McGill, a Republican, continued, "And these teachers that are called to teach, regardless of the pay scale, they would teach. It's just in them to do. It's the ability that God give 'em."
His comments came in response to a question about a legislative pay hike passed by his predecessors in 2007. According to the Times-Journal, McGill defended the raise -- which increased his salary as a part-time legislator 62 percent to $49,500 -- by saying that paying lawmakers more makes them less tempted to take bribes.
"There are also some teachers, it wouldn't matter how much you would pay them, they would still perform to the same capacity," he said. "If you don't keep that in balance, you're going to attract people who are not called, who don't need to be teaching our children. So, everything has a balance."
After his remarks gained national attention, McGill attempted to clarify them, saying he had been misunderstood.

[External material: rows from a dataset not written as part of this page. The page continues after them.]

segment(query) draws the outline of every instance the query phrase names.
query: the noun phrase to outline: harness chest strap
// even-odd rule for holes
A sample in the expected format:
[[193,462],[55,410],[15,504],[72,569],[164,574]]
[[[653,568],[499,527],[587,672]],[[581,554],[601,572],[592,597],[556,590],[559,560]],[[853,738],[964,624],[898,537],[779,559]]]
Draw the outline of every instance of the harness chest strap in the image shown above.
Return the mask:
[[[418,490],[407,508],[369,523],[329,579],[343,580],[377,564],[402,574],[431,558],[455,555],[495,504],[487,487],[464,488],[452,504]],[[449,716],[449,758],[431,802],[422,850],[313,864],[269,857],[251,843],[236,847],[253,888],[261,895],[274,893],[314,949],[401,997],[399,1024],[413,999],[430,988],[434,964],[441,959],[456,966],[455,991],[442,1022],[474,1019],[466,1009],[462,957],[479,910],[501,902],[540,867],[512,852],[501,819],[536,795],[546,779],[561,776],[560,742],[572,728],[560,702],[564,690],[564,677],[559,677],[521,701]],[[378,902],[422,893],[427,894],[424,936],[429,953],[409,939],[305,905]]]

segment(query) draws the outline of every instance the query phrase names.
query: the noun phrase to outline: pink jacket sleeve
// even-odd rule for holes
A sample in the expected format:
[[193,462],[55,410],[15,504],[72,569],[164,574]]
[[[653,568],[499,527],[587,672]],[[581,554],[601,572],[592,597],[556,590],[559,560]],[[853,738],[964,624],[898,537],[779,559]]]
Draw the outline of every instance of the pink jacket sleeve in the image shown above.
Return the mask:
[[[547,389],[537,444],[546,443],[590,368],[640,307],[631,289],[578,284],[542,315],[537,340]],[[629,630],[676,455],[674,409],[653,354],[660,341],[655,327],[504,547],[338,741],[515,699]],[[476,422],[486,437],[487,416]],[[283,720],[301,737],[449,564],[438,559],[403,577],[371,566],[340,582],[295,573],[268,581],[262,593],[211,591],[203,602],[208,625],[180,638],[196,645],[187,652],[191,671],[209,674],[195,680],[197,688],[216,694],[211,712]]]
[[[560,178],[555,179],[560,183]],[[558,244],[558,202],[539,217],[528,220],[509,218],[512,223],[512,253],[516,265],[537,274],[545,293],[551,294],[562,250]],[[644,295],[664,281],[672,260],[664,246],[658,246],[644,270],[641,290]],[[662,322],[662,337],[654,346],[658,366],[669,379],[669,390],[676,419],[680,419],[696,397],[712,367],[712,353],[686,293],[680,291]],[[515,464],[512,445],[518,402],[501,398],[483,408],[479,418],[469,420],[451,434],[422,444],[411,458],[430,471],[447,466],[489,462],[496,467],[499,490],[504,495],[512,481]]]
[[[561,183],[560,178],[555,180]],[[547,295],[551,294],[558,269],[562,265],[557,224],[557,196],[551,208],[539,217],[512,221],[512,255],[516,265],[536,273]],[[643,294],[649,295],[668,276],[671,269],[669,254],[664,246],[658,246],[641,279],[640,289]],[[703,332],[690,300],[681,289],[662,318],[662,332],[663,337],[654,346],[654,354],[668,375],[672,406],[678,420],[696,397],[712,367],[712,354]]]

"My reference to biblical principle was in reference to things being in balance," McGill told the Times-Journal Friday. "I apologize that people took that to mean that I was saying that not getting teachers a raise was biblical principle. I have said many times that I hope to see teachers getting at least a cost-of-living raise soon."
That didn't stop Alabama Democrats from reacting strongly to McGill's comments, with state Democratic Chairman Mark Kennedy saying he was "stunned" that McGill "would use biblical teachings as an excuse to attack public teachers’ salaries."
“Apparently a pay raise in exchange for ‘raising someone’s child for eight hours a day,’ as he puts it, might draw wicked people into our schools…but somehow a 62 percent raise is supposed to keep wicked people out of our legislature," Kennedy told Alabama ABC affiliate WAAY-TV.
"Maybe the Senator could offer me some remedial Sunday school classes,” he continued. “But I wasn’t aware ‘you cannot serve both God and money’ only applied to public school teachers. I don’t think educators are the only ones who need to be called to serve, and Senator McGill’s lack of faith in his colleagues isn’t doing much to inspire confidence in his abilities as a legislator.”